Weak selling in March at Burlington Stores Inc. plus a cautious second quarter projection means the off-price retailer will have to rely on a really strong back half to meet its reiterated full year sales and earnings guidance.
In a Nutshell: Burlington’s Q1 missed its own comparable sales growth projection, and adjusted diluted earnings per share (EPS) missed Wall Street’s estimates for the period.
CEO Michael O’Sullivan said the quarter “fell off in March” after a strong start. Until mid-March, comp growth was “running up double digits,” but lower tax refunds and cooler weather leading up to Easter curbed that trend, he told investors on a call. O’Sullivan pointed to a “nice pick-up in our trend since mid-April” that’s continued into May.
He believes sustained momentum could turn things around. Merchants are “ready and able to chase” sales, he said, noting that there’s “great merchandise coming into the off-price channel.”
Much depends on what happens with lower-income customers. “So it makes sense to manage our business cautiously and be ready to chase the stronger trend,” he said.
The CEO acknowledged that charging higher prices last year was a mistake that “backfired.” With many of Burlington’s customers struggling to make ends meet, asking them to pay more when rivals were rolling out promotions wasn’t the best move.
The off-price retailer seems to be seeing “early evidence of a trade-down customer in our stores,” according to the CEO, who said locations in higher-income areas are “outperforming the rest of the chain.”
Burlington is starting to deploy its Merchandising 2.0 strategy aimed at better responding to trends.
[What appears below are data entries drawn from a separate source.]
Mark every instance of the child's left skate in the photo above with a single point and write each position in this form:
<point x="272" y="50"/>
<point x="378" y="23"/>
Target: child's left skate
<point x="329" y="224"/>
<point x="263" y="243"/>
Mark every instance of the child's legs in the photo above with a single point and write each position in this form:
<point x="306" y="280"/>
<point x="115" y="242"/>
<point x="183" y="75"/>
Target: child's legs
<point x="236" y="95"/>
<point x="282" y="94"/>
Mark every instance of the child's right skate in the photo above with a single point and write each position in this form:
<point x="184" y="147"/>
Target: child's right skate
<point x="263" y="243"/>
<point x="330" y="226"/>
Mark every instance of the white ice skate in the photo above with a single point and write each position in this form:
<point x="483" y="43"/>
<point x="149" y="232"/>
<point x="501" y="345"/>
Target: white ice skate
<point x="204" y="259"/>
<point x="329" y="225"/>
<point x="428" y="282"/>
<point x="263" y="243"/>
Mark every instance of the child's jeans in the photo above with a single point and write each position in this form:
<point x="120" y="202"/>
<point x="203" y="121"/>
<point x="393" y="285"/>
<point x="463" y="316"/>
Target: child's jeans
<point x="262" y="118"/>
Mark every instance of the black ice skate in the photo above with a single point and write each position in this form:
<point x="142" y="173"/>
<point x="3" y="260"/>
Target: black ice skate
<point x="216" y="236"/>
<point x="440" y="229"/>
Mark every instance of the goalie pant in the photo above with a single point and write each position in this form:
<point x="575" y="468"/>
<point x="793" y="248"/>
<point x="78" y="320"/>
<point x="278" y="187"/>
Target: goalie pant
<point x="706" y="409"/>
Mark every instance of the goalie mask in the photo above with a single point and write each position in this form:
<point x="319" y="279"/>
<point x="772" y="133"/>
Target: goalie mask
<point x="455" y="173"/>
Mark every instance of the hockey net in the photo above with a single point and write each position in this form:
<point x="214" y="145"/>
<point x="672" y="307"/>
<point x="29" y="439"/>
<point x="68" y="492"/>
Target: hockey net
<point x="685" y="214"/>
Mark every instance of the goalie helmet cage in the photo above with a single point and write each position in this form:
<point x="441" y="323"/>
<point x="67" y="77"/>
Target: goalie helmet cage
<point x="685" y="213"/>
At the end of the quarter, inventories were down 2 percent to $1.23 billion. Reserve inventory was 44 percent of total inventory at the end of the first quarter versus 50 percent a year ago.
The gross margin rate was 42.3 percent, up from 41 percent a year ago. Lower freight costs offset a slight decline in merchandise margins from higher markdowns.
The company opened six net new stores, bringing the total store count to 933 doors. That includes 13 new store openings and seven stores it relocated or closed. O’Sullivan said Burlington is on track to open 90 to 100 new stores this year.
Net Sales: For the three months ended April 29, net sales were up 10.8 percent to $2.13 billion from $1.93 billion. Comparable store sales rose 4 percent from year-ago levels, below the company’s guidance for a gain of 5 to 7 percent. However, comps on a three-year stack were up 3 percent from 2019 levels.
Earnings: Net income more than doubled in the quarter to $32.7 million, or 50 cents a diluted share, from $16.2 million, or 24 cents, in the same year-ago period. On an adjusted basis, EPS was 84 cents for the quarter.
Wall Street was expecting an adjusted diluted EPS of 92 cents on revenue of $2.17 billion.
For the second quarter ending July 29, 2023, Burlington forecasted sales to rise in the range of 8 to 10 percent, with comparable store sales up 2 to 4 percent versus year-ago levels. Adjusted EPS was guided to the range of 35 cents to 45 cents.
For the full year ending Feb. 3, 2024, total sales are expected to be up 12 to 14 percent, with comparable store sales up 3 to 5 percent. The fiscal year includes a 53rd week. Adjusted EPS was guided to the range of $5.50 to $6.00. The company expects to open 70 to 80 net new stores during the year.
CEO’s Take: “We feel very good about our underlying strategies and our focus on delivering strong value to our customers, and we are encouraged by the recent trend that we have seen in our business,” O’Sullivan said. “We are being cautious in how we are planning Q2, but we are ready to chase if the sales trend turns out to be stronger than guidance.”